The next thing I heard was David crying, “Oh my gosh! You did it, Jess, oh my gosh you did it!” I opened my eyes and looked down and saw my precious baby boy. My first thoughts where “Oh my gosh he’s so small! Oh my gosh look at all his hair!?’
David cut the umbilical cord and within seconds he was in my arms. I was so overcome with emotion. I cried in pure bliss. This was my son. He lifted his little head, opened his dark squinty eyes and looked into mine. I was smitten.
Shortly after, the nurses took him away to be tested and bathed. I was stitched up for the next hour. I found out later that I ended up with a 4th degree sulcus tear (what my mom says they call a vaginal C-section) and got 40+ stitches. Mom said that it was the worst she's ever seen. Remingint was born with his hand by his face, which they thought made it so severe. All I have to say about that is holly effing OUCH. (recovery has been a bitch)
At midnight were were alone in the recovery room; just the three of us. David and I spend the rest of the night and next day just looking at our precious little Remington. He was perfect in every way. We were discharged on Monday morning with a clean bill of health.
No one can prepare you for those first few days a home.

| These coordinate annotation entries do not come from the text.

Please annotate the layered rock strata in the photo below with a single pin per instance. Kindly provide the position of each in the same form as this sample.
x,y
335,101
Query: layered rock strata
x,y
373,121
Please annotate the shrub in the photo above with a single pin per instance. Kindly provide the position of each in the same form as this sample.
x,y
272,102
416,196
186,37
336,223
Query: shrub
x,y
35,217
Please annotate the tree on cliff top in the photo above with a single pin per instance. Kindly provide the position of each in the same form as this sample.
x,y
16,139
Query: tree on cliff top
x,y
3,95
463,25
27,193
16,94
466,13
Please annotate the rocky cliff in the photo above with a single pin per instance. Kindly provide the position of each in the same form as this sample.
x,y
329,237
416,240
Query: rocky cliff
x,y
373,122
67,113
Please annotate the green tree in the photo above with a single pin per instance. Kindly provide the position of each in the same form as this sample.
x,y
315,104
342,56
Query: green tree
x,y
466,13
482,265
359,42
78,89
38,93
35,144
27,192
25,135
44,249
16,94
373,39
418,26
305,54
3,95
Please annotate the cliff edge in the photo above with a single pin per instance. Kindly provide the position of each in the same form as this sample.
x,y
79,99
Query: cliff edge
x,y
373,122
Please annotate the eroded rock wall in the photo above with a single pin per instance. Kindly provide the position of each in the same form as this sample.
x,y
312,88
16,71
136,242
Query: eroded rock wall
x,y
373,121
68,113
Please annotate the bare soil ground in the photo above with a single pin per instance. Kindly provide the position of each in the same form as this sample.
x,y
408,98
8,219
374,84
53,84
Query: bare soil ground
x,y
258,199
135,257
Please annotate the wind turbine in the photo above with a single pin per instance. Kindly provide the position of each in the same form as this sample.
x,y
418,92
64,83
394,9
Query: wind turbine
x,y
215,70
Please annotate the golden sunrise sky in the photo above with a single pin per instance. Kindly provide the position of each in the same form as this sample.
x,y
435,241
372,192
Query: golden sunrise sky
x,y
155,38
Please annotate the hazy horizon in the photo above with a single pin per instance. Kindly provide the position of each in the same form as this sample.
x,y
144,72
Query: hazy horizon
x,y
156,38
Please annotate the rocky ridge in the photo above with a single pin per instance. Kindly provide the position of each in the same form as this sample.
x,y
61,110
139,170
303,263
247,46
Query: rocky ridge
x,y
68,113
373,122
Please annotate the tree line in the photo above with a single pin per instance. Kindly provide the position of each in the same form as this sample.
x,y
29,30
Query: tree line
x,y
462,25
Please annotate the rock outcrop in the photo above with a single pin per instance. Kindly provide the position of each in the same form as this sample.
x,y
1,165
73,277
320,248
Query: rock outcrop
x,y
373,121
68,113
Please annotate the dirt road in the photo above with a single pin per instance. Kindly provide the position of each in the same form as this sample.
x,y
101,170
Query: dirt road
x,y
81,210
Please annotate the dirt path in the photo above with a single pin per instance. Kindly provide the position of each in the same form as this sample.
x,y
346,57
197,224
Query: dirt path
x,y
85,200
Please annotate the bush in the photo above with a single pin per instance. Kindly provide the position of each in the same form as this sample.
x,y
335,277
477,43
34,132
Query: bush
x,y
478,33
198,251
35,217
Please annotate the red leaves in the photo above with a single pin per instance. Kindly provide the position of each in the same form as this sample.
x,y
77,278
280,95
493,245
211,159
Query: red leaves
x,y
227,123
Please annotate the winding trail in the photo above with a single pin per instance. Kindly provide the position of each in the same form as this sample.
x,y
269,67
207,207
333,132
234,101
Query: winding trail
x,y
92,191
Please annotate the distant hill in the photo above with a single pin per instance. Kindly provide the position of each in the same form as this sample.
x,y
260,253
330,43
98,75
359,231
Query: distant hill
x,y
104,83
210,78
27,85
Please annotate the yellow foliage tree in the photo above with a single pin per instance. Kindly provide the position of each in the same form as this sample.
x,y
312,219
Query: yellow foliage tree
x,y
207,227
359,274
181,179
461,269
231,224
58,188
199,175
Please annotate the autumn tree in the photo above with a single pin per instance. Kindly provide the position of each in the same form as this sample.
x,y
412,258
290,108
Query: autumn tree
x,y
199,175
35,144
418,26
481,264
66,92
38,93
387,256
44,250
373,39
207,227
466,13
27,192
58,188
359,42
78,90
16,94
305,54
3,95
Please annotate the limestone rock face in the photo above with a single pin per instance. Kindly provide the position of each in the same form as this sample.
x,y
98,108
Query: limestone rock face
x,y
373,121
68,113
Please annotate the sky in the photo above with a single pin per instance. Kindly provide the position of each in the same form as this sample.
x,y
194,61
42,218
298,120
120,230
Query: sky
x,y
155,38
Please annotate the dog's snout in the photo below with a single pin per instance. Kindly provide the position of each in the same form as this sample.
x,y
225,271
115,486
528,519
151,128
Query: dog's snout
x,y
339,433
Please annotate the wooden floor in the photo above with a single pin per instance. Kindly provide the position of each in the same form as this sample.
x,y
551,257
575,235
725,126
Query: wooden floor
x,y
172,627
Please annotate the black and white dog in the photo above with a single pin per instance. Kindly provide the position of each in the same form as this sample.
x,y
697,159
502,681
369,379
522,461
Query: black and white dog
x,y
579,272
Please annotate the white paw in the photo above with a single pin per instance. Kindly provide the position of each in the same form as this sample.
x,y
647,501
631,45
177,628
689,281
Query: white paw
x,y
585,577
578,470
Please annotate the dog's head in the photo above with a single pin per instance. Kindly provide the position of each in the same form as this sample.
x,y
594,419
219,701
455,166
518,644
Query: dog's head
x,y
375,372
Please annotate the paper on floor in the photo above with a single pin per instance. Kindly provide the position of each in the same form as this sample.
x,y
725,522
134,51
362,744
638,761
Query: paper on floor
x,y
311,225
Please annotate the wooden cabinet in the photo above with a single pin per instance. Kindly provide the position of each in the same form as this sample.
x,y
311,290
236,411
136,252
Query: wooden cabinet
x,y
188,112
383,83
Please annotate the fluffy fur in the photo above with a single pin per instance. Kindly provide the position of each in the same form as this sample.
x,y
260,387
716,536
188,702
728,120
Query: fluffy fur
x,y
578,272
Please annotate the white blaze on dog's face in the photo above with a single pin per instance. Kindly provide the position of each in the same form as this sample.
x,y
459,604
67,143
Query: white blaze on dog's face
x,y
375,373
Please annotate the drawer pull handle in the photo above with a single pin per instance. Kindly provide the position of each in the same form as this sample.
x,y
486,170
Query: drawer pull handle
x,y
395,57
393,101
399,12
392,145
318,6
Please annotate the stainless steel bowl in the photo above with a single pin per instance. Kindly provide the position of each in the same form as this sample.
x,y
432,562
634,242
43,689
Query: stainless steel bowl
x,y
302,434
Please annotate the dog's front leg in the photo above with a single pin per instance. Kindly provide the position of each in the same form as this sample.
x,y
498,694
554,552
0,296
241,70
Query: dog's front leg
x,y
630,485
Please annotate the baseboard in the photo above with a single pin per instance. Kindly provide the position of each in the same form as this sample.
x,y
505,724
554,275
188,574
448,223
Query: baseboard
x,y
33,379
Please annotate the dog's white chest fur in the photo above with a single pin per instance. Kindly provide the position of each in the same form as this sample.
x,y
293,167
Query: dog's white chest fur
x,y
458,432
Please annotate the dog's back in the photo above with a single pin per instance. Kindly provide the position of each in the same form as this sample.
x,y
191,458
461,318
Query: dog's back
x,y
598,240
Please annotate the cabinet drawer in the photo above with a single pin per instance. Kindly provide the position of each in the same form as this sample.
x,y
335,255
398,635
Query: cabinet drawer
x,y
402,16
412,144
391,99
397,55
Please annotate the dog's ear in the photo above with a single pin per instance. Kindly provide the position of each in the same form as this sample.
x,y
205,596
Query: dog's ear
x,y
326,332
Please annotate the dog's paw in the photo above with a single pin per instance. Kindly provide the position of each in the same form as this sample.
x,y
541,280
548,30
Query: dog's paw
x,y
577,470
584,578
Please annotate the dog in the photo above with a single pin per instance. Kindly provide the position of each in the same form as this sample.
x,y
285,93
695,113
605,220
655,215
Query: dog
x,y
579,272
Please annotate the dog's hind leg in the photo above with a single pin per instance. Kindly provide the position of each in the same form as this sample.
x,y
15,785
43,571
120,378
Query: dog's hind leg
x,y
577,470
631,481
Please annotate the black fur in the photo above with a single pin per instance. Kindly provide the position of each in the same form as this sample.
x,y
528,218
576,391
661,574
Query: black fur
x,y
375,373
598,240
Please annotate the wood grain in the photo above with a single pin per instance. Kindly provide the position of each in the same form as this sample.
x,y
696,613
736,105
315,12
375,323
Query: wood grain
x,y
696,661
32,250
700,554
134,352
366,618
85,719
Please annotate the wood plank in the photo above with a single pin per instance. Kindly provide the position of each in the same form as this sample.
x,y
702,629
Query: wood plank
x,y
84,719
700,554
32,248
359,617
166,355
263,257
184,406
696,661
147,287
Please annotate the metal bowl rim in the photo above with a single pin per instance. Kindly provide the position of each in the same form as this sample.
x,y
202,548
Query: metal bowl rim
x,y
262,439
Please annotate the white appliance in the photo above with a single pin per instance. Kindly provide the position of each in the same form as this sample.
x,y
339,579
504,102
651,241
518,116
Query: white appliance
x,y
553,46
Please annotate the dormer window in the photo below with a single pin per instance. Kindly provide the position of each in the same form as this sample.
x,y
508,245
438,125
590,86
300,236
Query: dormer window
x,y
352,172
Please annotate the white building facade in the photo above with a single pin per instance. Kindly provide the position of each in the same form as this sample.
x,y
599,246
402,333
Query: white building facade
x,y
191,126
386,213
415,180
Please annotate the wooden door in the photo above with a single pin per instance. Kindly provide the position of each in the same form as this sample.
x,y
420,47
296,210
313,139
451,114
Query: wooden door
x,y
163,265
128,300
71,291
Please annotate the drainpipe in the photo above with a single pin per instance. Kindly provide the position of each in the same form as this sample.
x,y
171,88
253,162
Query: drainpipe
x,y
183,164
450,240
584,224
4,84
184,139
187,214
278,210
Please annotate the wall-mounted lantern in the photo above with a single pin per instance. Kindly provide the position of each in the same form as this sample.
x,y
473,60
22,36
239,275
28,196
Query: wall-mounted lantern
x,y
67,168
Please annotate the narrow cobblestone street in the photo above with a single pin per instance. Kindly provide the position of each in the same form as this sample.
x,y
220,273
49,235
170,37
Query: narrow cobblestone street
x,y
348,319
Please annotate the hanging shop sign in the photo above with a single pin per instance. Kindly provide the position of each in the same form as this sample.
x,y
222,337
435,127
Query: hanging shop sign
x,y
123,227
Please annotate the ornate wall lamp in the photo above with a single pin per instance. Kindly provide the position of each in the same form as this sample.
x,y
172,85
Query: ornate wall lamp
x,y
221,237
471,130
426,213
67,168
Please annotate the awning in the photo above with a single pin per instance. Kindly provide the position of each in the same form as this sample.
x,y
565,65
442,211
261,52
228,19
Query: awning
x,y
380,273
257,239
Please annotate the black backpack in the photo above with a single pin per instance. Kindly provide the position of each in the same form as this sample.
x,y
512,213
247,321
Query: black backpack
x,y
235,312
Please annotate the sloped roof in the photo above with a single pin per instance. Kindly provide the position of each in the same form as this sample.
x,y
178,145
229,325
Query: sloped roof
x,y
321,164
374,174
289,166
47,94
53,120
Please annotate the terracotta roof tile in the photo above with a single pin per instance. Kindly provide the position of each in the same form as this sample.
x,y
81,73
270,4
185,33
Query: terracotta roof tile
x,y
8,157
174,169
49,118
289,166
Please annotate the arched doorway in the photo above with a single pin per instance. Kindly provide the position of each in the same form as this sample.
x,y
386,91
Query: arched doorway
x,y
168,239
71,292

If my mom hadn’t been there to help me, I seriously don’t know what I would have done. I know that I would have given up on breastfeeding for sure. That stuff is serious people! (more to come on that later).
For some crazy unforeseen reason my body didn’t respond to the epidural and I was forced into having my baby un-medicated. Fortunately I was in active labor for only 4 hours and pushed for 15 minutes. (even though it felt like forever) That’s really fast for a 1st time mom.
I can’t believe how much this little spirit from heaven has changed our lives. We have enjoyed (almost) every sleepless moment getting to know our sweet Remington. He is getting so big so fast, I feel like every morning I wake up next to a new baby. They aren't kidding when they say it times flys...so for now, we are taking it one day at a time.